The debate over these provisions began with the release of the Ontario Court of Appeal's decision in Sharma v. Timminco, 2012 ONCA 107 leave to appeal to S.C.C. refused, [2012] S.C.C.A. No. 157 ("Timminco"). In a decision that took the securities class action bar by surprise, the Court in Timminco held that the statutory claim is statute-barred if leave to commence the action has not been obtained within the three-year limitation period. Several class actions were statute-barred as a result of this decision. Prior to Timminco, most plaintiffs had been operating under the assumption that s. 28 of the CPA, which has the ability to suspend a limitation period in favour of a class member if "a cause of action is asserted in a class proceeding", insulated plaintiffs from the limitation period under the Securities Act. The provision is designed to protect plaintiffs from a limitation period when at least one plaintiff has commenced an action within a limitation period.

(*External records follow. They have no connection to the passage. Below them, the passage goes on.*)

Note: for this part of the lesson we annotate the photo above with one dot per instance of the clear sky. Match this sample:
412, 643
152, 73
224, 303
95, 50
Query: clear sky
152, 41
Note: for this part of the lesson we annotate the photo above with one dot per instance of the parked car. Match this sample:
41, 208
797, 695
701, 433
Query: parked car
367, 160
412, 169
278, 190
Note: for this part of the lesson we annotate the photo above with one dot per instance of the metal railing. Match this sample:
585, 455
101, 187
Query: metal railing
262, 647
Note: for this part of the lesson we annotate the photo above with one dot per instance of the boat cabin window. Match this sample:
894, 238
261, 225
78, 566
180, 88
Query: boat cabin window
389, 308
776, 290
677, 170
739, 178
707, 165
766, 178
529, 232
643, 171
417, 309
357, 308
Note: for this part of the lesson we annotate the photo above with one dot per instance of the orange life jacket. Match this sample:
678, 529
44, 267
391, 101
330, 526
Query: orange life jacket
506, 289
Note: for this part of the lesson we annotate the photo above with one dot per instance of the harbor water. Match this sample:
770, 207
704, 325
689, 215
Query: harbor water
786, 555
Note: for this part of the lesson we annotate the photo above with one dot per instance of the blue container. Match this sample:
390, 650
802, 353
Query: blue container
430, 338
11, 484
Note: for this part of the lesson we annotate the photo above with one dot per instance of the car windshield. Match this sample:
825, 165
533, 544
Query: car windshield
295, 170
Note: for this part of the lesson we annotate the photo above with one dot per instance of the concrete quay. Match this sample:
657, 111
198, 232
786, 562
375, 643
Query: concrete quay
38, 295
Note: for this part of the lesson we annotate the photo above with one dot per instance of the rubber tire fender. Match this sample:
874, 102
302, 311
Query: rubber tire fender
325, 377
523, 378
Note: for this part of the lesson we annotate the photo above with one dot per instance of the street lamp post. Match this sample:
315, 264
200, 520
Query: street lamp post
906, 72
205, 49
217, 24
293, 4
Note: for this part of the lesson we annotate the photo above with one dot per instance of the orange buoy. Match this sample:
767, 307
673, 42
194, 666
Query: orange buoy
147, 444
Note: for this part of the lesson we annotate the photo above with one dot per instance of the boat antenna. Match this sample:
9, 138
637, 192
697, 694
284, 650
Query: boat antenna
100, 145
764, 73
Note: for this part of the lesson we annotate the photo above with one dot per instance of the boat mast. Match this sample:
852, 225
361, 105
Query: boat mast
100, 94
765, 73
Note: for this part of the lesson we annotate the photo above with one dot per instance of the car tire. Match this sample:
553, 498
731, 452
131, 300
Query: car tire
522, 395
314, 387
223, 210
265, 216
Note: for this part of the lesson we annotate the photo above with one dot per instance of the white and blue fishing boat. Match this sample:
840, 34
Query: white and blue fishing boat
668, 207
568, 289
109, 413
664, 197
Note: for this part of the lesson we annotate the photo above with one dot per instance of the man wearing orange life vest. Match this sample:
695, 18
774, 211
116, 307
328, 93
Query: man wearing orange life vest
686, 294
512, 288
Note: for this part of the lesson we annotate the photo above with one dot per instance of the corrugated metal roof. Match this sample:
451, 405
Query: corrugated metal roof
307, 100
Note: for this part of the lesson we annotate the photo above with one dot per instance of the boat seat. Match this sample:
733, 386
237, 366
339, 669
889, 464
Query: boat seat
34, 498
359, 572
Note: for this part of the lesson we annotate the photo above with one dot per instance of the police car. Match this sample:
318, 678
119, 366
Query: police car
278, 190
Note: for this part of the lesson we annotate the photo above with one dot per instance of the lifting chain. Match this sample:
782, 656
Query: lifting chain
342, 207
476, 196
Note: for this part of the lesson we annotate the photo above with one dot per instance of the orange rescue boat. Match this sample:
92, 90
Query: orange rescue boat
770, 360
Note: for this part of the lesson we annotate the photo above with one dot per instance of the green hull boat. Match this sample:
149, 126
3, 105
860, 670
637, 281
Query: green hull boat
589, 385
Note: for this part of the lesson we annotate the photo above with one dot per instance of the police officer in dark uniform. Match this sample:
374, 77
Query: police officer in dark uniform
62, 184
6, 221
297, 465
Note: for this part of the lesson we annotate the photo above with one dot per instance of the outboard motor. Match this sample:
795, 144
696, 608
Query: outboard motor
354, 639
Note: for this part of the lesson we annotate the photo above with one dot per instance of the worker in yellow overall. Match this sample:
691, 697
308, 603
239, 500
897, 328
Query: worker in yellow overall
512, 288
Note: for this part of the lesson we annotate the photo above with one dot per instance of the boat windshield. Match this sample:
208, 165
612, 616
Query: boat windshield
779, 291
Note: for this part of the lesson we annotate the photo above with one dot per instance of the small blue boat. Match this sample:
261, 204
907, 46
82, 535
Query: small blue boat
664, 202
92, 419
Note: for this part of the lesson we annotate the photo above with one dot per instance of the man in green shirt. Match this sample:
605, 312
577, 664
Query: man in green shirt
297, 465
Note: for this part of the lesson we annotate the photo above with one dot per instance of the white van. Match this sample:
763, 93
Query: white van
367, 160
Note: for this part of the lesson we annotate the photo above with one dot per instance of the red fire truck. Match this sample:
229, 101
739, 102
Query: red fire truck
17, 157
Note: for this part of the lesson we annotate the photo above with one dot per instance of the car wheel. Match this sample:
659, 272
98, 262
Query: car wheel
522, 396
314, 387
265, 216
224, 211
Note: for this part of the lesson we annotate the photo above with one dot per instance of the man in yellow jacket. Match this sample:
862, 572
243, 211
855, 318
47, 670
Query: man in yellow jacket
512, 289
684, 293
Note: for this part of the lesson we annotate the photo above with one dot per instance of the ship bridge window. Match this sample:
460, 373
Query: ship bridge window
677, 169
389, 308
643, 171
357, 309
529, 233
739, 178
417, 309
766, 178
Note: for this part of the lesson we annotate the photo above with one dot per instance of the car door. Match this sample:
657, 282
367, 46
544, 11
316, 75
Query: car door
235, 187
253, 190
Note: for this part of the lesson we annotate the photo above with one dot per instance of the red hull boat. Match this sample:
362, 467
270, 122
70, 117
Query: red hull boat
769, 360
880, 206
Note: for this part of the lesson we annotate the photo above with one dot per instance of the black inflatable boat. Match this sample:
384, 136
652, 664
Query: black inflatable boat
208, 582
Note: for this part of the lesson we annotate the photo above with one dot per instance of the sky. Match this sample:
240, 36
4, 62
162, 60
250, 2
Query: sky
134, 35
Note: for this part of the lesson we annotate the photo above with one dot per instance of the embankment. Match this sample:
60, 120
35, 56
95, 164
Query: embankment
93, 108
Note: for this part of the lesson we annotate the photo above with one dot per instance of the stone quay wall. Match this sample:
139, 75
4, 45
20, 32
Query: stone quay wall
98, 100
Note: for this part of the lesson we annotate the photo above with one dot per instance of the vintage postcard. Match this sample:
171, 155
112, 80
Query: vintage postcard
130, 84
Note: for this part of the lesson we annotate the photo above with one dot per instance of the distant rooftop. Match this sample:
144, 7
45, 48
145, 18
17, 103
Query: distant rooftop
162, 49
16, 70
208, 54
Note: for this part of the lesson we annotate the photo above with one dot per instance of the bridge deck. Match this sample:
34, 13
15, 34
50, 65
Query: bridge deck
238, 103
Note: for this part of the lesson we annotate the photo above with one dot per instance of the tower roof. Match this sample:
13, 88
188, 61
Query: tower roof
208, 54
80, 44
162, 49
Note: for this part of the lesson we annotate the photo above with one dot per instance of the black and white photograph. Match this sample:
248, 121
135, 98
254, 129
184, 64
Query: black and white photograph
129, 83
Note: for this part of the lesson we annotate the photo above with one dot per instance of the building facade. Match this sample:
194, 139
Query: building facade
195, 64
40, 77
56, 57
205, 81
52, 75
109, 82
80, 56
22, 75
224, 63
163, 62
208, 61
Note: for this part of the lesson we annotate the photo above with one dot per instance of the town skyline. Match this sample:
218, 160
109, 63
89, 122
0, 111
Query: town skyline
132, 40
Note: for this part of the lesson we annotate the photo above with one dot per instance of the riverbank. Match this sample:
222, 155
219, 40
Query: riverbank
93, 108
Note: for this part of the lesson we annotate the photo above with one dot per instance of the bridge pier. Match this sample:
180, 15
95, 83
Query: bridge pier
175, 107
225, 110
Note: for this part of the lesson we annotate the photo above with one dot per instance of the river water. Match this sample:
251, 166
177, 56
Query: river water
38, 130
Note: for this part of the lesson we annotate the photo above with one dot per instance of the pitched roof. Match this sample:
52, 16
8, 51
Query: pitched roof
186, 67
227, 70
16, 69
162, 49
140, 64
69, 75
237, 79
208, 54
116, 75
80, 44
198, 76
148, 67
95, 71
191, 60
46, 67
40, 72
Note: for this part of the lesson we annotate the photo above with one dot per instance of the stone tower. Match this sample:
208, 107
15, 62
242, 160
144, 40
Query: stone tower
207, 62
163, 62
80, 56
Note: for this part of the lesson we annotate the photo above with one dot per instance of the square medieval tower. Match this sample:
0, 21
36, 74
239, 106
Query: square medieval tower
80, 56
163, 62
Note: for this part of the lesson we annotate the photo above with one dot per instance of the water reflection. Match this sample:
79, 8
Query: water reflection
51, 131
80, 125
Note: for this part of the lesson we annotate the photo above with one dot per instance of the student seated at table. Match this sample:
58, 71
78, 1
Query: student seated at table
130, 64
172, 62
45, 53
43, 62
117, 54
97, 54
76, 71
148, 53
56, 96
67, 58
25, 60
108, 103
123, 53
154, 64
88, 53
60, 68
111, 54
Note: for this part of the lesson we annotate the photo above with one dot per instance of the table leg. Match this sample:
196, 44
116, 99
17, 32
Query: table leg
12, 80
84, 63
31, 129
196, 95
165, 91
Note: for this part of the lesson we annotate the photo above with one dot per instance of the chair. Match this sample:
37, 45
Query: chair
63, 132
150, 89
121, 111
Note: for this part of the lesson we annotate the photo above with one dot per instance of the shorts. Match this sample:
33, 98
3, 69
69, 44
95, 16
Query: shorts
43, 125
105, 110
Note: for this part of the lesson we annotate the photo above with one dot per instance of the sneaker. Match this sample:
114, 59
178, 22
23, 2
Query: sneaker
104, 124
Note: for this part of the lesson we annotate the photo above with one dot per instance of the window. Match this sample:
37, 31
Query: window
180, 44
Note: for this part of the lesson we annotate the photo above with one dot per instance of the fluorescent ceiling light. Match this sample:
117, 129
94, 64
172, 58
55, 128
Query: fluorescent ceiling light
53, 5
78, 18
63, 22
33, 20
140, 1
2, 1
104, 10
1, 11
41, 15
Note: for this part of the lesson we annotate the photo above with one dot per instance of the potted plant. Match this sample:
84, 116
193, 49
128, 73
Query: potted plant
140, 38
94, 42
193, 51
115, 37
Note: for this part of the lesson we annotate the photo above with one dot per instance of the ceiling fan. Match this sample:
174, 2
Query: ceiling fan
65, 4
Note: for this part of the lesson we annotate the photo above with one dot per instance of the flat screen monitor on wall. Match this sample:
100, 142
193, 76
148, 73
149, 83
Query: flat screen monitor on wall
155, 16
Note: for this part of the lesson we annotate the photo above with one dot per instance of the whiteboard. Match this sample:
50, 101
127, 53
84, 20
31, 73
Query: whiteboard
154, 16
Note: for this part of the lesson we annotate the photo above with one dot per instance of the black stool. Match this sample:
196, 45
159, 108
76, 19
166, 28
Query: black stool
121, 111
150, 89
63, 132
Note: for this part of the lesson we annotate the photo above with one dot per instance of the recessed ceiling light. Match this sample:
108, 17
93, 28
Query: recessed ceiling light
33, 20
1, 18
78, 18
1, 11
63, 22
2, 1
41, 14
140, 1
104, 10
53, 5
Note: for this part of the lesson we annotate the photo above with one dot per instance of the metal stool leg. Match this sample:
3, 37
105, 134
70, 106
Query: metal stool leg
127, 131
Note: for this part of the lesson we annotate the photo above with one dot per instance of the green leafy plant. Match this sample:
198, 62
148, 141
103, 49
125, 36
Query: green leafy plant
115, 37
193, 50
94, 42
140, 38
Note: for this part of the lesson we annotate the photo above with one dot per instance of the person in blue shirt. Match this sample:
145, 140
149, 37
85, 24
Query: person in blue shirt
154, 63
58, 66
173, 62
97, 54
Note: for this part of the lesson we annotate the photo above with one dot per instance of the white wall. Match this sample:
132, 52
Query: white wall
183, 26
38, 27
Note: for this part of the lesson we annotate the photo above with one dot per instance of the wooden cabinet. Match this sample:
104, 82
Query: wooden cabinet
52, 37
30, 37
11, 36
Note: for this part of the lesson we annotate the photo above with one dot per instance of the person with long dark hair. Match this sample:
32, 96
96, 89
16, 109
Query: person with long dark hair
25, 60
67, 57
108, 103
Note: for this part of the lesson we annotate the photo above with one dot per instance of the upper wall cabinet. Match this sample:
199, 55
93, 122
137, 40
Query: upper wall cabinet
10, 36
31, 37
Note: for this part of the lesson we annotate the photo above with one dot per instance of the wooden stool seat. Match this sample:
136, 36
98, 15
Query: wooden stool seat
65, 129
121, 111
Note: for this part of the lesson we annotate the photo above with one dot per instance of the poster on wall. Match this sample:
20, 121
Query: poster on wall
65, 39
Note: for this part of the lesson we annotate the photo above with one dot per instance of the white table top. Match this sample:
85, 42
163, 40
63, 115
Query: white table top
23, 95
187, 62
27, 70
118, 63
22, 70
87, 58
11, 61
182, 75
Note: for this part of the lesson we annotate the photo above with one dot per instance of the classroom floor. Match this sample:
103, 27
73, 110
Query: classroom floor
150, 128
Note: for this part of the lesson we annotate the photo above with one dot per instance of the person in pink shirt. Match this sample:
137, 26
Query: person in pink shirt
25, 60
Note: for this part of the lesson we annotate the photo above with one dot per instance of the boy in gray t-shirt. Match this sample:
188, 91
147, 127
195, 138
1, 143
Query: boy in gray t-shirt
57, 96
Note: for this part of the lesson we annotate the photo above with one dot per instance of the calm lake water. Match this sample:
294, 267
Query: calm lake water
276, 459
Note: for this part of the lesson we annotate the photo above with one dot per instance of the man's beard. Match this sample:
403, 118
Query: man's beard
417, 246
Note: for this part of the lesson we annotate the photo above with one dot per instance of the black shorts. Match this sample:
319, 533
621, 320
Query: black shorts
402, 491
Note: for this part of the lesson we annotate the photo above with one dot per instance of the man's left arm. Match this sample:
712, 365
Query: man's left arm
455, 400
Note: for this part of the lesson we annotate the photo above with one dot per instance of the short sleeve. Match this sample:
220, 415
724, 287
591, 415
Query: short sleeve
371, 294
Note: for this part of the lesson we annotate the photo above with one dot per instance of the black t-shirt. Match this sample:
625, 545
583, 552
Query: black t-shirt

In February 2014, with the release of Green v. CIBC, a special five-member panel of the Court of Appeal made the unprecedented move of overturning its own decision in Timminco. The Court of Appeal decided that it had wrongly interpreted s. 28 of the CPA. It was critical of the Court's analysis in Timminco which held that because the cause of action could not be enforced without leave being obtained, the statutory claim could not be considered to have been "asserted" until leave was obtained. The Court held that this reasoning was inconsistent with the purpose of s. 28 of the CPA and s. 138.3 of the Securities Act. It held that the purpose of these sections – to facilitate access to justice and deter corporate misconduct – would be thwarted if plaintiffs cannot use class actions as a vehicle for advancing statutory causes of action for misrepresentation. Moreover, if s. 28 of the CPA and s. 138.3 Securities Act cannot work together, class members would have to commence individual claims in order to ensure that their class action is brought within the three-year limitation period. This would run contrary to the intention of s. 28 of CPA.

In its decision, the Court of Appeal also addressed the reality that timing is not always within the control of counsel. Due to logistics, procedural steps and court availability, three years is usually not enough time for plaintiffs' counsel to commence a claim, bring a motion for leave and obtain leave. This is particularly illustrated in the case of Silver v. Imax in which a claim had been commenced, a leave motion had been served and argued but the decision itself was not released prior to the expiration of the limitation period.

Given the Court of Appeal's reversal in CIBC v. Green, the Supreme Court's decision in this area will provide much needed certainty with respect to securities class actions and the impact of the limitation provision in the Securities Act.